Across the years that separated him from those other occasions inside his head he could see the sixteen-year-old she had been, pleading with him for something it was impossible for him to give her. He could almost smell the hot summer fragrance of the small grassy bank on which they’d been sitting. Inside his head he could see a clear image of her in her thin cotton dress. It had shown quite clearly the perfect shape of her high rounded breasts with their eager thrusting nipples pushing against the fabric, just as she had pushed against his chest with small fists when she had begged him to take her and show her what it was to be a woman—and the icy cold shock to his system it had given him to realise that his awareness of her was darkened by the sexual desire. He had wanted to walk away from her there and then, to put an end to the danger he could sense, but before he could do anything she had continued emotionally, ‘I’m the only girl in my class who’s still a virgin, and I hate it. The other girls laugh at me because of it. They say that I’m a baby and …’
He could still remember the duality of the feelings her confession had brought him. Firstly, a desire to protect her and defend her, but beneath that, shockingly and shamefully, a slow awareness of the sweet pleasure there would be for the man to whom she would ultimately give herself for the first time. He had reminded himself that he was too old for her, and that she was too young for him. To even think about doing as she asked would be an abuse of their relationship that could never be allowed, but still there had been, inside his head, that treacherous thought that were she two years or so older and he two years or more younger … He would what? Bed her and then leave her—dishonour her—for the marriage that had been arranged for him since childhood? Never.
And s
o he had put temptation aside and told her as though it was no concern to him, ‘I’m sure there are any number of boys your own age who would be delighted to relieve you of your virginity.’
‘I don’t want it to be them, I want it to be you,’ she insisted, her eyes dark and stormy with the heat of her need.
Only he knew how tempted he’d been to wish away some of the years that separated them and to give in and take her. Just the smell of her sun-warmed skin had sent him half maddened with aching, longing to lie her down and lick and kiss his way over every inch of her delectable, hotly eager body until he reached those dark flaunting nipples. Inside his head he had already been suckling on them, drawing cries of tormented delight from her whilst his hand covered the wet heat of her sex and his fingers teased an open eager passage.
The secret betrayal of his thoughts and his body had felt to him as much of a betrayal of his duty to protect her as it was of the duty that lay on him towards his future bride and their marriage.
He had been angry. With himself more than with Sophia but it had been on her he had vented his anger, telling her savagely, ‘It can’t be me. You already know that, Sophia. I’m engaged to be married.’
‘An arranged marriage,’ she had reminded him. ‘Not a love match.’
Something in the truth of her words had turned a knife in his heart as sharp and destructive as one of the fine jewelled daggers favoured by his ancestors, cruelly sharp knives that could rip out the heart of a man and still leave that heart beating and the man breathing. For a while.

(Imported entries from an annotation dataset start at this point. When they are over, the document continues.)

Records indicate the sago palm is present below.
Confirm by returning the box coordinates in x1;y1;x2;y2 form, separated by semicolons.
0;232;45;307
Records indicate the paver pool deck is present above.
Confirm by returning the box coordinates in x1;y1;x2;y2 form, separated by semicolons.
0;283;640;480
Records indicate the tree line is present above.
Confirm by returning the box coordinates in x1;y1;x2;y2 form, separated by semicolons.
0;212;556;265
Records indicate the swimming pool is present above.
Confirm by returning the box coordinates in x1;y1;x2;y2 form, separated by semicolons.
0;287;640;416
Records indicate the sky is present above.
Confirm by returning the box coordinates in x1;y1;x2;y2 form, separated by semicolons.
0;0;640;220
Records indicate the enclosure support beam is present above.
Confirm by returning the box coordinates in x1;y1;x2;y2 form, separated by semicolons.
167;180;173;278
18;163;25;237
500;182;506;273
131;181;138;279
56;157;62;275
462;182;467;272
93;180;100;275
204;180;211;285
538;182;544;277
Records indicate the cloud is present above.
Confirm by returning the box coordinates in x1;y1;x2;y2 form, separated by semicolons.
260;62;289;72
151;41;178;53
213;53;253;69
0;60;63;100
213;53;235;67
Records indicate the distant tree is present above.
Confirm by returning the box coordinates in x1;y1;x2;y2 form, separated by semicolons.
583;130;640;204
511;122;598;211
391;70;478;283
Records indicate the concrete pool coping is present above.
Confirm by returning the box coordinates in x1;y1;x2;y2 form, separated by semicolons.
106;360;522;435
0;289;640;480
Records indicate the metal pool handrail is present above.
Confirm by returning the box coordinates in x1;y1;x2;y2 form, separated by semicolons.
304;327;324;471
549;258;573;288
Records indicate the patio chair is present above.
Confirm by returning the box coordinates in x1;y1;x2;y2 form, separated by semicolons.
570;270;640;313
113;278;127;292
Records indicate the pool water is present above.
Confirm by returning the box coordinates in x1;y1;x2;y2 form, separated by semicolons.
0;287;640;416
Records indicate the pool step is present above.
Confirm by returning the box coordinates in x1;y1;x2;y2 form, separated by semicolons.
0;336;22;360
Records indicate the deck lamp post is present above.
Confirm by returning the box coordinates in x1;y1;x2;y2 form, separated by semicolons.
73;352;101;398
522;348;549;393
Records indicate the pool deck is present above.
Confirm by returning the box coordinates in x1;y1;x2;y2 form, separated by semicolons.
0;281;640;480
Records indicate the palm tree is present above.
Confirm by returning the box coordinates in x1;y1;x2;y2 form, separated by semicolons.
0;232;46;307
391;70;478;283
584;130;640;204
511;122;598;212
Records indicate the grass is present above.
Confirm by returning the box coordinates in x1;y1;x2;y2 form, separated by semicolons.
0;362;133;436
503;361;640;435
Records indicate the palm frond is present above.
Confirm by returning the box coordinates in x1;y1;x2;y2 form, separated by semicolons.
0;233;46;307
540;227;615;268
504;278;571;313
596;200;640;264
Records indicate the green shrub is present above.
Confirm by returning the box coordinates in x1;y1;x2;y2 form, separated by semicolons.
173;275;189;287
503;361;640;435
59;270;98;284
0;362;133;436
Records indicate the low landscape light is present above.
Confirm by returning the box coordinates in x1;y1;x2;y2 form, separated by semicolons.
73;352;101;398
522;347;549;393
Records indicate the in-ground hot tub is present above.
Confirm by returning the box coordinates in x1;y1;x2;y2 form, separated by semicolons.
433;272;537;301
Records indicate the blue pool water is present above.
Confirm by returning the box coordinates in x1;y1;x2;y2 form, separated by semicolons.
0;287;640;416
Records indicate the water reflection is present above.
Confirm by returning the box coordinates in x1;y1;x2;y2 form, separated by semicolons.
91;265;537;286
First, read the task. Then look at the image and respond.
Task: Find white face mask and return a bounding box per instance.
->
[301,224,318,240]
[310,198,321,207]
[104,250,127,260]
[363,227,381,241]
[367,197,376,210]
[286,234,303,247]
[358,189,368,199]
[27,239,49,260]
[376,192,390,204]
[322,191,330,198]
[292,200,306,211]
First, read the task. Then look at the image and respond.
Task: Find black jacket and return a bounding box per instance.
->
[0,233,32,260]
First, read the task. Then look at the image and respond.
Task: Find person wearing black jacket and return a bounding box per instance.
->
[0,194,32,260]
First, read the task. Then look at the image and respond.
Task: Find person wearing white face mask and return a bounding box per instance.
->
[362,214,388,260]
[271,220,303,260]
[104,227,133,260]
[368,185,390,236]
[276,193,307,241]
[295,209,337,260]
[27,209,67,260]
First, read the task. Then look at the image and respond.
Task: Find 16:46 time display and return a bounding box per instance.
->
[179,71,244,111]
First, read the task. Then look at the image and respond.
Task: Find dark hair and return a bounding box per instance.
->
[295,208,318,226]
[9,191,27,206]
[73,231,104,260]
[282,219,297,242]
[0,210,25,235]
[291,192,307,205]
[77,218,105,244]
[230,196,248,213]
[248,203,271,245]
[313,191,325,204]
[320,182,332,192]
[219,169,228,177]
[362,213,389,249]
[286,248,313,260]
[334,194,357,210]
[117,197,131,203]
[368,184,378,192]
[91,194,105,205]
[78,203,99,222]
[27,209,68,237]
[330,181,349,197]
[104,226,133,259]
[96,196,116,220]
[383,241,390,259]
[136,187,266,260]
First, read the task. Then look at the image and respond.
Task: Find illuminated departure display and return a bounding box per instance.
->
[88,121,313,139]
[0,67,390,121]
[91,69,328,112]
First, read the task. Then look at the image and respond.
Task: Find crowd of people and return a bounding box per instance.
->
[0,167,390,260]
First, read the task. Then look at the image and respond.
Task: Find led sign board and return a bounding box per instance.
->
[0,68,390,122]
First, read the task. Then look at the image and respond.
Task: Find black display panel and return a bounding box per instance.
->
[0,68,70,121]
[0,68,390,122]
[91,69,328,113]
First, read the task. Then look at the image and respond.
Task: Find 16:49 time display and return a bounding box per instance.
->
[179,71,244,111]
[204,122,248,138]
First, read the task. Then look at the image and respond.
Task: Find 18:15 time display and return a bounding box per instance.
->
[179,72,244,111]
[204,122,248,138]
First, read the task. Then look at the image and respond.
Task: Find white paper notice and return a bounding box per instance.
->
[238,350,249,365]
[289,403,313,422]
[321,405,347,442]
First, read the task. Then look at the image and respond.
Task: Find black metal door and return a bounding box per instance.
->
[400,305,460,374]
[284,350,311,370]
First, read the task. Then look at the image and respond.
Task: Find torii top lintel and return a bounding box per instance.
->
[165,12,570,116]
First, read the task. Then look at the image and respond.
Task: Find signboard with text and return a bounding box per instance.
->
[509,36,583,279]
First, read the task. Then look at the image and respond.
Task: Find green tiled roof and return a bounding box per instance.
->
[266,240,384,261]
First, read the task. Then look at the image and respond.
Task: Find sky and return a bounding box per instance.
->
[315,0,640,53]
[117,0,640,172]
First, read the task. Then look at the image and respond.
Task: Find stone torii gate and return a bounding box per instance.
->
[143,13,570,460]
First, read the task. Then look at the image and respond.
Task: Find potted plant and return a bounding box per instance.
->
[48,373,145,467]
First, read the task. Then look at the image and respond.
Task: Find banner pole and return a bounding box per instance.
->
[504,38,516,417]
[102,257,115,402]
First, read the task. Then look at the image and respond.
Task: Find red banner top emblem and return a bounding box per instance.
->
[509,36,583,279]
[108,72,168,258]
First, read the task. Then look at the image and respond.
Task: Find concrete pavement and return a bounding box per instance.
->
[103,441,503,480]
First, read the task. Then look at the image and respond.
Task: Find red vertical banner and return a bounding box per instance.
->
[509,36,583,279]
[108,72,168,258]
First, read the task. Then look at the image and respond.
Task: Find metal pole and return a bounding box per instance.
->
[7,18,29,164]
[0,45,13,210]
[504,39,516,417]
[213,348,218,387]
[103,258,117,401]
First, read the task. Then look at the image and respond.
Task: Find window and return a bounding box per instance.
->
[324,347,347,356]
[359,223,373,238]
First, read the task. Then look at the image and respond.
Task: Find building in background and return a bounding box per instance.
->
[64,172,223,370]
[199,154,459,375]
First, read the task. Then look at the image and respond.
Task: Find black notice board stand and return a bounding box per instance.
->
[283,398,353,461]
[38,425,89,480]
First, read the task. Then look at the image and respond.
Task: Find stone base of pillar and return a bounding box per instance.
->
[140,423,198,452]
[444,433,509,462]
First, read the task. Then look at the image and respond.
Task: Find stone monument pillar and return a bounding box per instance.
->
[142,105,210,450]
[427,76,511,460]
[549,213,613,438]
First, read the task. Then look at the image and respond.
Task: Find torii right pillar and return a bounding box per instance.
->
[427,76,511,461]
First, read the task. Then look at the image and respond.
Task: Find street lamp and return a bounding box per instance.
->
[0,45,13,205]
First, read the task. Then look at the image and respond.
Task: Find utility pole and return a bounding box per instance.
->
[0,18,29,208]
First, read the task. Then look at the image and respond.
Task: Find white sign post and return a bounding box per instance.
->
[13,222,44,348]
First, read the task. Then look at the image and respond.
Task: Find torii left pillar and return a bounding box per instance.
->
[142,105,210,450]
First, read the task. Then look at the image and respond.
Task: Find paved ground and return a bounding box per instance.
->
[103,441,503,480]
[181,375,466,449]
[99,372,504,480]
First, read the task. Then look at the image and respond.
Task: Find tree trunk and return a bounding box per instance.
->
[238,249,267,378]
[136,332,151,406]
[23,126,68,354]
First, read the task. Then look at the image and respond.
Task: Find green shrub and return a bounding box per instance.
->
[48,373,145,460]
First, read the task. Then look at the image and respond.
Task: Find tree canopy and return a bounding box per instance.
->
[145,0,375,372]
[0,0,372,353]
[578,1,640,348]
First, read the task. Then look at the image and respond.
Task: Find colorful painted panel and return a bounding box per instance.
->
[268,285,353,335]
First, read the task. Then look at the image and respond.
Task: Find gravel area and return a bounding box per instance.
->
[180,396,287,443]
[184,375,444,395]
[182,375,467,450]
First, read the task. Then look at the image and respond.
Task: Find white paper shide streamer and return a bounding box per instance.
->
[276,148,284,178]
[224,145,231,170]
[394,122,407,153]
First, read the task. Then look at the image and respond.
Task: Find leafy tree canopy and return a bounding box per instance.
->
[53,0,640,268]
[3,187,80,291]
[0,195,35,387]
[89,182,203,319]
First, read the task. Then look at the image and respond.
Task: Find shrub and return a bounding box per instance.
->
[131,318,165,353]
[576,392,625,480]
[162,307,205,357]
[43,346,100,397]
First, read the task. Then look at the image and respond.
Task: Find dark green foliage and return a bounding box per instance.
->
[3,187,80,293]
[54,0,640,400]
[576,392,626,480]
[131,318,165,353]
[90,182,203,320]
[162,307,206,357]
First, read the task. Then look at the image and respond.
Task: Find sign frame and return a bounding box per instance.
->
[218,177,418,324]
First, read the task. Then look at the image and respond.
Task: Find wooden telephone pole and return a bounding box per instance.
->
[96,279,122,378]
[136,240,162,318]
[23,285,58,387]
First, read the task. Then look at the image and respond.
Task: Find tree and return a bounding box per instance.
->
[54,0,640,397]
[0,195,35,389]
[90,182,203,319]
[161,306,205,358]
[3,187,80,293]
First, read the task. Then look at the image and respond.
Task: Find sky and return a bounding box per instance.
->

‘My marriage is my concern, and as for it not being a love match, it will be my duty and my pleasure to learn to love my wife and to teach her to love me. My very great pleasure.’
His words had been cruel. He had seen that in the look in her eyes. He had taken a step towards her, Ash remembered, and then he had stopped as she dashed away the tears she hadn’t been able to control. A child’s tears, and if he had been cruel then it had been to protect that child.